The School of Life, a quirky adult learning centre in Bloomsbury, deals in the same mixture of soul-searching and fact-finding as many of these books and, in mid-January, it’s organising a one day course taking a look at whether the self-help industry is making anyone happier. De Botton, a faculty member of the School, is one of the speakers, as is Burkeman, who explained his views to me over the phone.

“There’s a group of people, who I used to belong to,” he said, “who feel as though all that self-help stuff is just embarrassing and ridiculous. But if you approach it with a sort of sceptical, but not cynical, mindset, you’ve got a good chance of changing for the better. I don’t think that we should surrender the whole world of self-improvement to gimlet-eyed, grinning positive-thinking gurus.”

He counselled making small changes, rather than going for a total life overhaul come January 1st, and said that will power is a finite resource that can run out if we try to do too much (his own book is subtitled, modestly, “How To Become Slightly Happier and Get a Bit More Done.”) Online resources he recommends include sites by Gretchen Reuben, Merlin Mann and Jonah Lehrer, and says that one of the techniques he’s come across that has worked for him is a “gratitude journal.”

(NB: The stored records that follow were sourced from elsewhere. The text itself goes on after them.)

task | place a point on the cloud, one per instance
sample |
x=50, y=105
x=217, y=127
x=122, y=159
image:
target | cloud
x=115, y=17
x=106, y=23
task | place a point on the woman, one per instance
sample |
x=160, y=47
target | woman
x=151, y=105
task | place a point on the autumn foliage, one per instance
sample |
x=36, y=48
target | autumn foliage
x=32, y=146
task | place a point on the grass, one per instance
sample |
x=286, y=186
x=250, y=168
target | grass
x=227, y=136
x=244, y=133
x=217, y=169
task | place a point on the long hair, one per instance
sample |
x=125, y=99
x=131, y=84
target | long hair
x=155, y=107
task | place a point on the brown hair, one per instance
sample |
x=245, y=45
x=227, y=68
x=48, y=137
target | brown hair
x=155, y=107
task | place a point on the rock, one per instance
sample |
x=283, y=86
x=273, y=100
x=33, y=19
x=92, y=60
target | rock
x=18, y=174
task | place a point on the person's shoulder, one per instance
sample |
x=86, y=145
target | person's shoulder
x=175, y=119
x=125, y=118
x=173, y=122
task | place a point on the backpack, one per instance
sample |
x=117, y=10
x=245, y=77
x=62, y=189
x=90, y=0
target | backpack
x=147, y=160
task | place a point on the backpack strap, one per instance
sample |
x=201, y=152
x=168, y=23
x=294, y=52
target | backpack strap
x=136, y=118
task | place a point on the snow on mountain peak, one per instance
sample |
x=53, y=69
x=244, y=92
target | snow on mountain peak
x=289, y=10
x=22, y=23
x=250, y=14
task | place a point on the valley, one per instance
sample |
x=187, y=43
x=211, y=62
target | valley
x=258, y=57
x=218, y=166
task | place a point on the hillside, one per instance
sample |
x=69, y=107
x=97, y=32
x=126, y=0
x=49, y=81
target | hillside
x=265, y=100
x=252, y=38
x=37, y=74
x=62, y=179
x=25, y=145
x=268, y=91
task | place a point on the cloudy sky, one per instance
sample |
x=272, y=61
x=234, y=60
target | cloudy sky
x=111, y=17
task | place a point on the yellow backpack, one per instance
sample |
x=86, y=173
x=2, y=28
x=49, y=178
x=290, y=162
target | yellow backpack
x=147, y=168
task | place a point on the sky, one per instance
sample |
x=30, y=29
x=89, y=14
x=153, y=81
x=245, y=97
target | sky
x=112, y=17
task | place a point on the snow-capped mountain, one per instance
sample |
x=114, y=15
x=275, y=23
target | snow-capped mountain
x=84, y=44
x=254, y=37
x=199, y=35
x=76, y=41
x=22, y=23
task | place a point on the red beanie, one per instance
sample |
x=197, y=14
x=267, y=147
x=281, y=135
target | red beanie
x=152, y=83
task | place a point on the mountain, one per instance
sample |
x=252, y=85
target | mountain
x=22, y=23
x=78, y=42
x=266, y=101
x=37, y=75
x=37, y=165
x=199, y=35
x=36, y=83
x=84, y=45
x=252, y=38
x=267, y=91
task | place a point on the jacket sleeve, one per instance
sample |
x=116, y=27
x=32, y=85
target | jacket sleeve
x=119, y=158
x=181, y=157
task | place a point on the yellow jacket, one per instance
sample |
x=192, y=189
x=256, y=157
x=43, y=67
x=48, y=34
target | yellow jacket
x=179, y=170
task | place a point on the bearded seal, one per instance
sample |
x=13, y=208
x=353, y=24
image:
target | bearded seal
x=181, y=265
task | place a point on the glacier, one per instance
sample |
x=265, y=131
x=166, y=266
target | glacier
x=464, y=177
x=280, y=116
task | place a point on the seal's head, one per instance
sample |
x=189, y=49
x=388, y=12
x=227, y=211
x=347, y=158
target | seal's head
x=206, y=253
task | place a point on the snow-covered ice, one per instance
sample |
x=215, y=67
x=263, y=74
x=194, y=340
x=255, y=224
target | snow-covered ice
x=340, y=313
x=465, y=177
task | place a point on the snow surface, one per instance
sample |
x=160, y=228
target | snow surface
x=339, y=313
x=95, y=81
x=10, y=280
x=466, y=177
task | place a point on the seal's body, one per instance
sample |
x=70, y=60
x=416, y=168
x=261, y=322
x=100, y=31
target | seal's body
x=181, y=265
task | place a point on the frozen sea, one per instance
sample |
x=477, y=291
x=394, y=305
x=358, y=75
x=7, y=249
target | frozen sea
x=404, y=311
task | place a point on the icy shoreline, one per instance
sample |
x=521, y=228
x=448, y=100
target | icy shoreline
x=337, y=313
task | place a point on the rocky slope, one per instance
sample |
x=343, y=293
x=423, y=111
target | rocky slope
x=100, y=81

“It sounds corny,” he said, describing a book in which he notes down everything for which he’s thankful, “but the fact is that there is proper, bona fide research that it makes significant impact on mood, and even on physical health.” Help! is full of practical tips like this that make self-help seem as straightforward as bike maintenance, and Burkeman’s obvious discomfort at recommending something that sounds so trite seems like a good reason to trust what he says.

Of course, there’s more than one way to get motivated to make a change in the New Year. One option, counselled by another participant in the School of Life’s Self-Help Summit, is just to get lost in a good novel.

“I genuinely think that you can get a lot more out of reading Anna Karenina than reading a self-help book,” Ella Berthoud told me, pointing out that “you live another life while you’re reading a novel; that helps you learn about how to deal with different situations.”

Berthoud offers a service called bibliotherapy. After a consultation about the client’s literary tastes and personal life, Berthoud offers a prescription of eight life-changing novels. It sounds much more fun than sitting through a motivational seminar or learning about your brain’s wiring, although it’s more likely to be helpful when making grand life plans, rather than helping with the nitty-gritty of getting more work done or being a bit nicer to people.

Whatever inspiration you use to help you become a bit better, there’s no excuses for failing to keep a New Year’s Resolution in 2011. This new wave of self-help books transforms the topic of personal development from brainless cheerleading into a science project you can geek out on. Even ultra-rationalist Prospect readers should be able to get into that.